January, 2018
Lincoln -- In a recent "All About Books" podcast, Pat Leach introduced listeners to a new book about the University of Nebraska – Lincoln. The book, by on-air guest Kay Logan-Peters, is mostly a collection of photos from the university's archives, organized chronologically with explanatory text.
Both the photos and the text are noteworthy. Some of the photos have never appeared in other such works. The text, to its credit, does not shy away from controversy and even ventures opinions worthy of a raised eyebrow or two.
One photo I liked especially, p. 55, was from the 1890s, taken by Erwin Barbour, the paleontologist, of women students playing basketball on campus. The caption says Louise Pound coached the team from 1901 to 1908, but she seems not to be in the picture. She may have been off getting her doctorate at Heidelberg, because that degree was not available to women at the university at that time. But look who is in the picture (not identified), in the middle guarding the woman catching the ball: Edith Schwartz Clements, the woman who in 1904 would be the first to receive a doctorate from the university and a founder of the discipline of plant ecology.
Another photo of special note, p. 34, is of General John J. Pershing, pictured with "a small group of cadets" in 1894. Again, look who is in the picture (but not identified) standing second from left: Frank D. Eager, a protégé of Pershing who went on to earn a Silver Star in the Philippine American War, earned a law degree and became clerk of the Nebraska House of Representatives, published the leading populist newspaper of its era, The Independent, developed Lincoln's P Street with hotels and movie theaters, and led the statewide referendum to keep the main university campus downtown rather than moving it to The Farm (now the East Campus). Part of this story is told on p. 57, but it omits mention of who was behind the referendum, Frank Eager. He was also the man behind raising funds for the eastward expansion of the downtown campus.
Some photos just beg for more identification of those in them. Who is that man in the photo, p. 101, with John Neihardt, Mari Sandoz, Frank Morrison, and Clifford Hardin? Surely somebody knows. There is one person, p. 94, who is listed as "unidentified," but it is clearly Vice Chancellor G. Robert Ross, sitting along with the other vice-chancellors of the time.

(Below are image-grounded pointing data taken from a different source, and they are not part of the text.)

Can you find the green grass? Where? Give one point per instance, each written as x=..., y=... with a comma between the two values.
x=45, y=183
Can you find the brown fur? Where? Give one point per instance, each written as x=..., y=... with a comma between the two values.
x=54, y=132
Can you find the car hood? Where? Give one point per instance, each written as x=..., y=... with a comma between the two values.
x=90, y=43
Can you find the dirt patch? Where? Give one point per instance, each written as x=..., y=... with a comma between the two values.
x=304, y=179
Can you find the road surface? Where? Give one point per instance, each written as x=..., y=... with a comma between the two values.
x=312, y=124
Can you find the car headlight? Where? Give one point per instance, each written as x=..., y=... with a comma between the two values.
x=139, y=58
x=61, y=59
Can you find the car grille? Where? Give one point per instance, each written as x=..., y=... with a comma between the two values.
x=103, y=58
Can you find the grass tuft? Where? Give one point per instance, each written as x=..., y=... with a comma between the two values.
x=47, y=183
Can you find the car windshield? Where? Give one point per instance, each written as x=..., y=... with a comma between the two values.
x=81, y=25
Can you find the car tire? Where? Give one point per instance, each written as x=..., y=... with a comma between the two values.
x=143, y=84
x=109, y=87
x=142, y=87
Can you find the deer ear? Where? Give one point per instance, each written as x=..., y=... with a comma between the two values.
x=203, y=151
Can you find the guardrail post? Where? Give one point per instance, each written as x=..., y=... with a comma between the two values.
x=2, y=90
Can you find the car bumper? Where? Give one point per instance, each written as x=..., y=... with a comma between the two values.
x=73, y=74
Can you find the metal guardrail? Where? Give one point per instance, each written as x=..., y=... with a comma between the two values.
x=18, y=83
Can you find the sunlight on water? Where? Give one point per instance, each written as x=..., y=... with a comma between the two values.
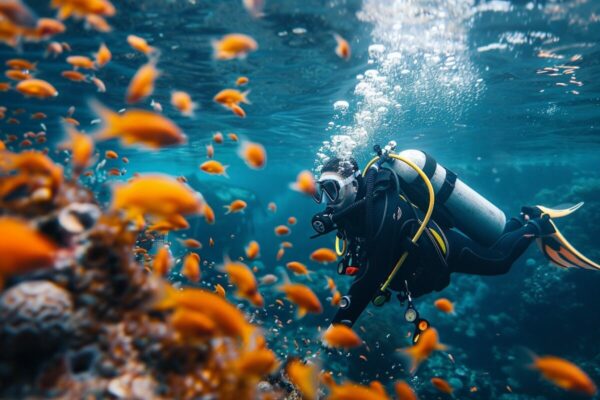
x=419, y=55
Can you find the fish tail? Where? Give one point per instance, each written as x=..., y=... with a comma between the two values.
x=110, y=120
x=244, y=97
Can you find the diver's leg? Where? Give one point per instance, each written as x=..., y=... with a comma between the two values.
x=467, y=256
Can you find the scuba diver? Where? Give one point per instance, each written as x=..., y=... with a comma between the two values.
x=407, y=223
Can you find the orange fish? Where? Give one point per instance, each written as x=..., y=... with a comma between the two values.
x=280, y=254
x=427, y=344
x=242, y=277
x=220, y=290
x=210, y=151
x=305, y=183
x=183, y=102
x=304, y=377
x=74, y=76
x=236, y=206
x=214, y=167
x=441, y=385
x=80, y=9
x=242, y=80
x=339, y=335
x=281, y=230
x=444, y=305
x=142, y=83
x=303, y=297
x=253, y=154
x=138, y=126
x=564, y=374
x=19, y=63
x=192, y=323
x=258, y=362
x=235, y=45
x=323, y=255
x=111, y=154
x=352, y=391
x=343, y=48
x=297, y=267
x=82, y=150
x=17, y=75
x=36, y=88
x=209, y=214
x=38, y=115
x=336, y=298
x=23, y=248
x=228, y=319
x=140, y=44
x=103, y=56
x=162, y=261
x=218, y=137
x=157, y=195
x=191, y=243
x=191, y=267
x=252, y=250
x=404, y=391
x=81, y=62
x=100, y=86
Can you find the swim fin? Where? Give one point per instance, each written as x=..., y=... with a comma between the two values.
x=560, y=252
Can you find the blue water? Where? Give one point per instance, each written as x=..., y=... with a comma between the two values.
x=506, y=94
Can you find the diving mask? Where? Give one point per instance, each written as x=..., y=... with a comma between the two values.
x=331, y=187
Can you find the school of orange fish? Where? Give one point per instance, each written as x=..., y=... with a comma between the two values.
x=33, y=185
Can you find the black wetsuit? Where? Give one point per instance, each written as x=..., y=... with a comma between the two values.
x=427, y=267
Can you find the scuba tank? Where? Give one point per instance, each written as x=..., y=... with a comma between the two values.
x=456, y=204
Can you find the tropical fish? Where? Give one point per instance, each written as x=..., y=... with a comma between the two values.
x=138, y=126
x=339, y=335
x=343, y=48
x=236, y=206
x=23, y=248
x=103, y=56
x=564, y=374
x=252, y=250
x=36, y=88
x=281, y=230
x=214, y=167
x=235, y=45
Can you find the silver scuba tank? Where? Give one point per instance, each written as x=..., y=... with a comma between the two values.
x=459, y=204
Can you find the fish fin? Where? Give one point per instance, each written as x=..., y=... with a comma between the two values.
x=110, y=121
x=301, y=312
x=244, y=97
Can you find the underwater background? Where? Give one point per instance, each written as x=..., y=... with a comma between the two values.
x=504, y=93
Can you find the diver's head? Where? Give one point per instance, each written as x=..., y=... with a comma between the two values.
x=339, y=183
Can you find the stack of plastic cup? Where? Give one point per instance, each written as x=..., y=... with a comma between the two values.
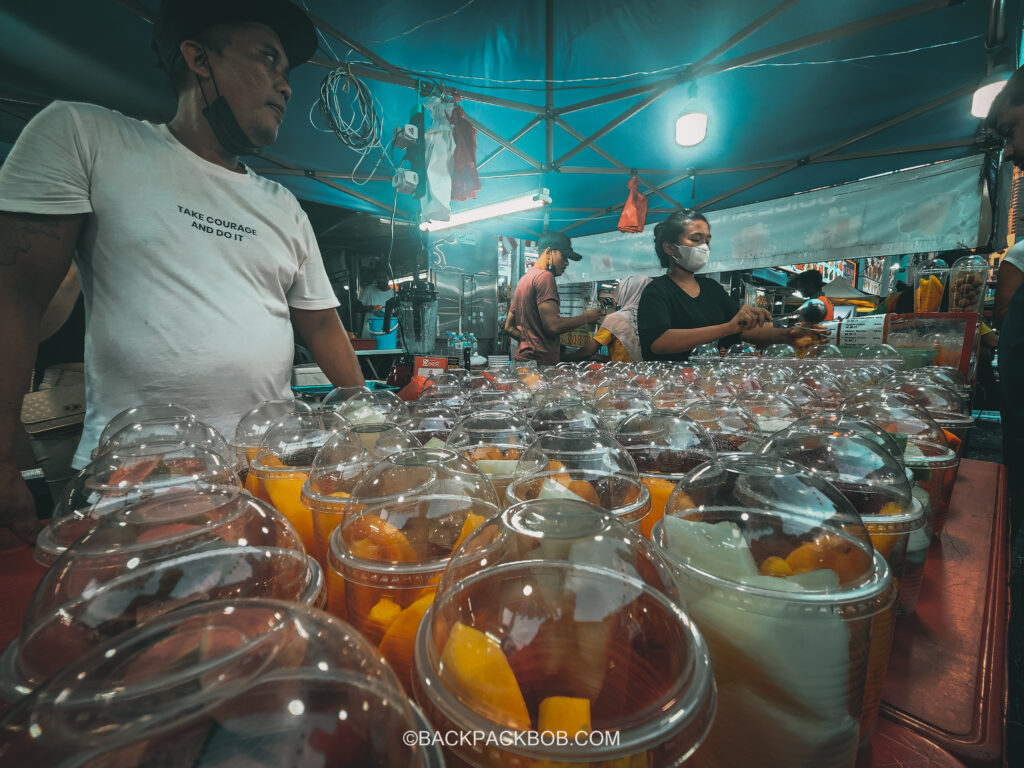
x=665, y=445
x=555, y=622
x=567, y=415
x=368, y=407
x=249, y=433
x=772, y=412
x=152, y=557
x=733, y=429
x=415, y=509
x=582, y=464
x=119, y=477
x=779, y=574
x=218, y=684
x=432, y=424
x=926, y=451
x=138, y=414
x=494, y=440
x=284, y=460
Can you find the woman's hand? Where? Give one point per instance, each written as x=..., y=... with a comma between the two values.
x=749, y=317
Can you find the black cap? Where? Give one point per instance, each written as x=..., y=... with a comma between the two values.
x=557, y=242
x=183, y=19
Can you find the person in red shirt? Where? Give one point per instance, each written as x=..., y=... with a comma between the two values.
x=534, y=317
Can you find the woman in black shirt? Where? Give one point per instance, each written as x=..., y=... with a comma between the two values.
x=679, y=310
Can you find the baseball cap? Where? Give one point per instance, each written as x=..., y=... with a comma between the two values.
x=557, y=242
x=182, y=19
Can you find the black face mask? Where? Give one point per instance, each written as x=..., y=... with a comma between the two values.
x=223, y=123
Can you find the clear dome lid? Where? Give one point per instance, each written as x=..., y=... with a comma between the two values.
x=678, y=394
x=556, y=393
x=377, y=407
x=801, y=395
x=706, y=351
x=290, y=444
x=824, y=351
x=716, y=388
x=879, y=351
x=741, y=350
x=826, y=386
x=515, y=389
x=181, y=429
x=155, y=556
x=139, y=414
x=908, y=422
x=772, y=412
x=779, y=351
x=489, y=399
x=731, y=426
x=492, y=439
x=744, y=381
x=940, y=401
x=870, y=478
x=116, y=478
x=339, y=394
x=838, y=424
x=582, y=464
x=568, y=415
x=449, y=396
x=346, y=456
x=563, y=529
x=767, y=524
x=665, y=442
x=431, y=424
x=616, y=404
x=218, y=684
x=253, y=425
x=414, y=475
x=547, y=640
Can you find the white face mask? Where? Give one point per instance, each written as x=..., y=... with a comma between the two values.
x=692, y=258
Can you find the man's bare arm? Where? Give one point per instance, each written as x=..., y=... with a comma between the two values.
x=555, y=324
x=35, y=255
x=326, y=337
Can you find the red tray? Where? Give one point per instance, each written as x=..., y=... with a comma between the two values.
x=946, y=679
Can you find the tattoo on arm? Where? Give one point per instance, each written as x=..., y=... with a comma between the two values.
x=25, y=227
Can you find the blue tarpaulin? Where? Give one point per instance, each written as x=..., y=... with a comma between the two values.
x=819, y=76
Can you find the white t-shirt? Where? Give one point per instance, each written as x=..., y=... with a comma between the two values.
x=187, y=268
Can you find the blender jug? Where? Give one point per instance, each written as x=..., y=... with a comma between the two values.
x=418, y=315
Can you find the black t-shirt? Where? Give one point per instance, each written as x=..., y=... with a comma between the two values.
x=665, y=305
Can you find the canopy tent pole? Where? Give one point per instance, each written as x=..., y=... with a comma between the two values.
x=519, y=134
x=498, y=139
x=854, y=28
x=690, y=73
x=549, y=95
x=840, y=144
x=653, y=187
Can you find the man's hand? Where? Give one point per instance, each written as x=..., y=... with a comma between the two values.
x=749, y=317
x=17, y=510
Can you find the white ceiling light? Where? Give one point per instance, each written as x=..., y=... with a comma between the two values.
x=691, y=129
x=525, y=203
x=981, y=102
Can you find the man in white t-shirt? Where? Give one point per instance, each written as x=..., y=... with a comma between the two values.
x=194, y=268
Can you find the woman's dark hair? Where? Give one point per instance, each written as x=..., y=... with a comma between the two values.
x=670, y=229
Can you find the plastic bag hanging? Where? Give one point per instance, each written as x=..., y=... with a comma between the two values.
x=439, y=142
x=635, y=211
x=465, y=179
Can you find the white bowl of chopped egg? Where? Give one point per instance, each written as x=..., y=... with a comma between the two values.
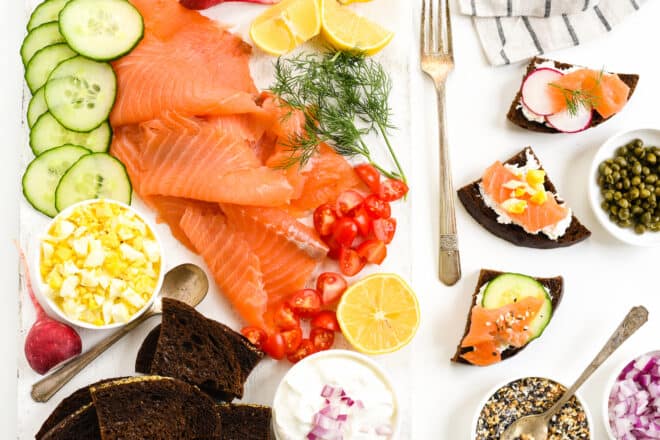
x=100, y=264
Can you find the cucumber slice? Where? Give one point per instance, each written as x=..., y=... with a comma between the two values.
x=37, y=107
x=95, y=176
x=42, y=36
x=44, y=62
x=46, y=12
x=102, y=30
x=511, y=287
x=80, y=93
x=44, y=173
x=47, y=134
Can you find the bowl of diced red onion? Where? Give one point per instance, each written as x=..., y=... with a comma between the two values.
x=632, y=402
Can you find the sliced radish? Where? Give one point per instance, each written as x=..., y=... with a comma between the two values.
x=568, y=123
x=535, y=94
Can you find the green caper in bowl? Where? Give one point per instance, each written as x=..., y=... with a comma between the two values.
x=629, y=184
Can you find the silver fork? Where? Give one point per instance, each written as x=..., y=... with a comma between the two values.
x=437, y=58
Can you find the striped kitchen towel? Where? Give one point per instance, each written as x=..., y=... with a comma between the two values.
x=514, y=30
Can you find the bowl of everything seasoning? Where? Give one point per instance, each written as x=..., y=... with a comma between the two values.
x=517, y=398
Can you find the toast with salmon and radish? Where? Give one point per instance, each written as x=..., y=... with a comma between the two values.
x=558, y=97
x=517, y=202
x=508, y=311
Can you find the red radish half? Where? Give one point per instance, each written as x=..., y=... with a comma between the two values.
x=568, y=123
x=535, y=94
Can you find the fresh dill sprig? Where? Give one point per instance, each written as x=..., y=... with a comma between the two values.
x=343, y=96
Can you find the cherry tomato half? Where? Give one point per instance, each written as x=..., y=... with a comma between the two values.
x=322, y=338
x=350, y=262
x=324, y=219
x=305, y=303
x=255, y=335
x=369, y=175
x=285, y=318
x=384, y=229
x=274, y=346
x=392, y=189
x=305, y=349
x=292, y=339
x=345, y=231
x=327, y=319
x=374, y=251
x=331, y=286
x=376, y=207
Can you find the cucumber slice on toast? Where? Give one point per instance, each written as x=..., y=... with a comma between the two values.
x=47, y=133
x=80, y=93
x=102, y=30
x=44, y=62
x=42, y=36
x=44, y=173
x=95, y=176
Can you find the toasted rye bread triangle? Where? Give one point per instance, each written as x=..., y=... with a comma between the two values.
x=471, y=198
x=516, y=115
x=554, y=285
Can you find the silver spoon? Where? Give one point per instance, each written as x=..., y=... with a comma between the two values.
x=187, y=283
x=535, y=427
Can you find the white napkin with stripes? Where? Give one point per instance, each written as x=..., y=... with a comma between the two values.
x=514, y=30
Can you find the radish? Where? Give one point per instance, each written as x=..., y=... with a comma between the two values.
x=49, y=342
x=566, y=122
x=535, y=90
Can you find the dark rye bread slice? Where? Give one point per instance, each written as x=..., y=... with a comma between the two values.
x=471, y=198
x=554, y=285
x=245, y=422
x=155, y=408
x=516, y=115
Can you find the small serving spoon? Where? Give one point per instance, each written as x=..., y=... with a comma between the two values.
x=187, y=283
x=535, y=427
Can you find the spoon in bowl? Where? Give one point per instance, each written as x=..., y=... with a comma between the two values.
x=535, y=427
x=186, y=283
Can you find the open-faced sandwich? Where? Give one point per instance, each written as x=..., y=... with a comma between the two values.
x=516, y=201
x=562, y=98
x=509, y=310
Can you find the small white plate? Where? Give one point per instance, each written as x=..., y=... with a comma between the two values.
x=650, y=136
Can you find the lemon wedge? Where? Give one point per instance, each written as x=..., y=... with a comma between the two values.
x=281, y=28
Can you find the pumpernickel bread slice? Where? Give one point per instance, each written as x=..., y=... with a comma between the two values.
x=516, y=115
x=471, y=198
x=554, y=285
x=155, y=408
x=245, y=422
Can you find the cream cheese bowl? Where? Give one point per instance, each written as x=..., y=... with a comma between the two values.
x=44, y=289
x=301, y=370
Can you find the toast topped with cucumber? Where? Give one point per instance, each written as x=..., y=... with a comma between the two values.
x=508, y=311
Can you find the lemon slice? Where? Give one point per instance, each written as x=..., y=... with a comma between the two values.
x=282, y=27
x=346, y=30
x=379, y=314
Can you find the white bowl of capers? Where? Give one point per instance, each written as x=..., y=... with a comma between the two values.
x=624, y=186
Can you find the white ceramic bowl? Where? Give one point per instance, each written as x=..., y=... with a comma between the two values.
x=608, y=389
x=482, y=403
x=42, y=288
x=650, y=136
x=357, y=357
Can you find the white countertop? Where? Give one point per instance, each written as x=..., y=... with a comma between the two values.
x=603, y=277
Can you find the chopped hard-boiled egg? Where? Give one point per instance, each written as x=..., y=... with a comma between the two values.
x=100, y=264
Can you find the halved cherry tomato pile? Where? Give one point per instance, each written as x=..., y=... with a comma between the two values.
x=304, y=304
x=357, y=229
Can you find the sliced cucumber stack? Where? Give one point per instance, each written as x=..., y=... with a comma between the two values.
x=44, y=173
x=509, y=288
x=47, y=134
x=101, y=29
x=44, y=62
x=96, y=175
x=80, y=93
x=42, y=36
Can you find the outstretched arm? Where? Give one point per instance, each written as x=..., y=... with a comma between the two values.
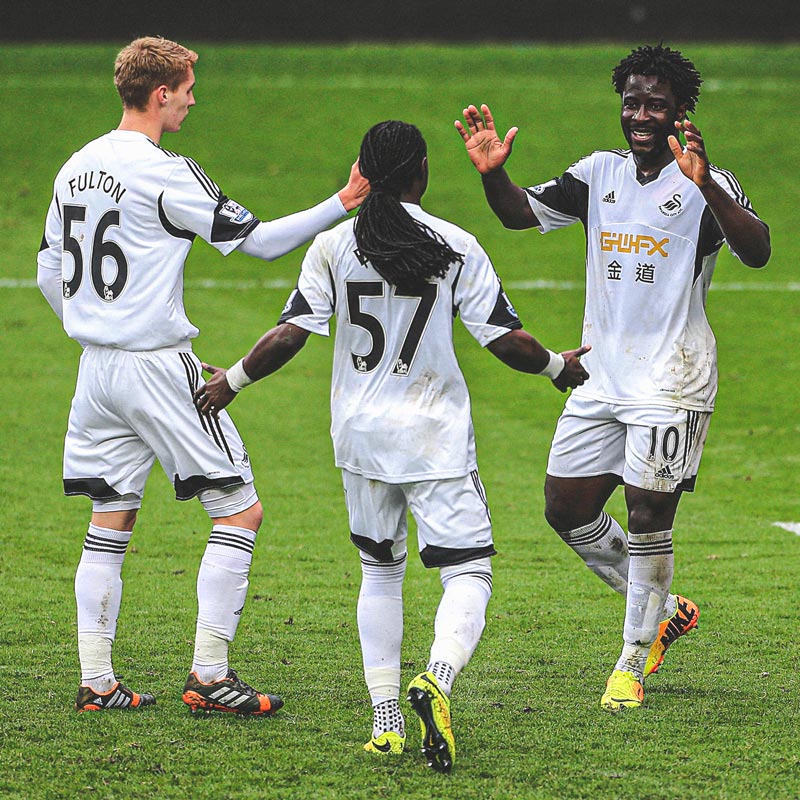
x=489, y=155
x=520, y=351
x=274, y=349
x=275, y=238
x=747, y=236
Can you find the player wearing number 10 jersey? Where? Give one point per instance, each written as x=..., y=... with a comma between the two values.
x=395, y=279
x=124, y=214
x=655, y=217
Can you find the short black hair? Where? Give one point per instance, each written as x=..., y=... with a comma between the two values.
x=403, y=250
x=667, y=65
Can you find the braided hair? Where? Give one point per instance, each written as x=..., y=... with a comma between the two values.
x=403, y=250
x=667, y=65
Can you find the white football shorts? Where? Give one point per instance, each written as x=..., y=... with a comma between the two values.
x=131, y=408
x=657, y=448
x=452, y=516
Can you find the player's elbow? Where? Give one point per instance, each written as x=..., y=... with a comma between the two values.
x=758, y=254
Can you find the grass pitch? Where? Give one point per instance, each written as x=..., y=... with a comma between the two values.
x=278, y=128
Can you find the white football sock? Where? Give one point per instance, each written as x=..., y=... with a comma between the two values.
x=387, y=716
x=98, y=594
x=222, y=583
x=380, y=626
x=460, y=618
x=650, y=576
x=604, y=549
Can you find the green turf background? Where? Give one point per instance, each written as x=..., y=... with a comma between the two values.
x=278, y=129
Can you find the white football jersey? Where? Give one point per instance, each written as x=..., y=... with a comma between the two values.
x=122, y=220
x=651, y=252
x=400, y=409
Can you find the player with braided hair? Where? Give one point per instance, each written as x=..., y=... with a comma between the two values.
x=405, y=251
x=655, y=217
x=401, y=424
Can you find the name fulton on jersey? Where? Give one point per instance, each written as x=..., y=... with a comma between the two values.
x=100, y=180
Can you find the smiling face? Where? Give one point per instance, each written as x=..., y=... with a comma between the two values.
x=649, y=113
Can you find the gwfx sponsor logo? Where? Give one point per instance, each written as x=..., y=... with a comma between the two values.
x=633, y=243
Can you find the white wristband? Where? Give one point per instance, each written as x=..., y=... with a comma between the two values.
x=237, y=377
x=554, y=366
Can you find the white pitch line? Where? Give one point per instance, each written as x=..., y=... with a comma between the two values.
x=517, y=286
x=792, y=527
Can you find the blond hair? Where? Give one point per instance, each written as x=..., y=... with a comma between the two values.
x=149, y=62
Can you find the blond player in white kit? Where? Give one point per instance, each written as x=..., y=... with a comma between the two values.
x=395, y=278
x=655, y=217
x=122, y=220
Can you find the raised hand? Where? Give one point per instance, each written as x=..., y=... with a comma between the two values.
x=213, y=396
x=484, y=147
x=573, y=373
x=692, y=159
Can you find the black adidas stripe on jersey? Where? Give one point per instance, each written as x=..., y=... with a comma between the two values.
x=566, y=194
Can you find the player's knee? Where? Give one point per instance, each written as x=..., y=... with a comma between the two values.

The book's text follows Robert Knoll's Prairie University closely, which is good. Knoll wrote the definitive work on the history of the institution two decades ago. Gently, he spared no one. This book does likewise when it comes to naming which chancellors were failures. Current and future university leaders: take note and learn from your predecessors' mistakes.
Which is not to say I am always in agreement with the judgments of Knoll and Logan-Peters. I think it's a stretch to imply that chancellors James Zumberge and Roy Young were weak because they were "hampered by inadequate resources," p. 108. Measured how, exactly? Nebraska's state tax support for higher education has been relatively high for decades, and compared to what other chancellors faced in truly dire times, their resources problem was minor. Rather, in my opinion, those two chancellors were victims of chancellor-turned-president Durward (Woody) Varner, an outsized personality who over-shadowed the chancellors and presided over a shift of resources from Lincoln to Omaha. That shift, incidentally, was less to UNO than it was to UNMC, the Omaha-based medical center. You can look it up in the budget history of the university. It was also Woody Varner's re-organization of the university that diminished UNL such that it eventually lost its membership in the prestigious Association of American Universities. That was a blow from which UNL struggles to recover. Woody Varner did better as head of the NU Foundation than he did as president, at least as I witnessed it.
Those are minor quibbles with the book. I applaud the author for making bold statements, all the better to stimulate a second look at the university's history.
To me, the biggest shortcoming of the book is that there are too many pictures and mentions of the Pounds, Geres, and the like. Given the limited space in this thin volume, it would have been better to identify all the members of the Sem Bot, p. 23, as each was a remarkable person, rather than showing us a second and third portrait of Roscoe Pound. And the text for the Pound portraits is not what it might be. It was not Pound who went on to international recognition in botany, but Frederic Clements who dominated the field world-wide for the next four decades. Seldom is it mentioned, but Roscoe Pound in 1934 accepted academic honors from a Nazi controlled university and reported that there was no persecution of Jewish scholars in Germany. That alone should cut him down to one portrait in this history; the other might be replaced with a portrait of a university student and scholar who risked is life to save Jewish scholars from the Nazis, the great Alvin Johnson.
For all the above reasons, the superb photos and the accompanying commentary, this book belongs on the bookshelves of all who care about the University of Nebraska – Lincoln. Kay Logan-Peters has given us a book worthy of our closest attention.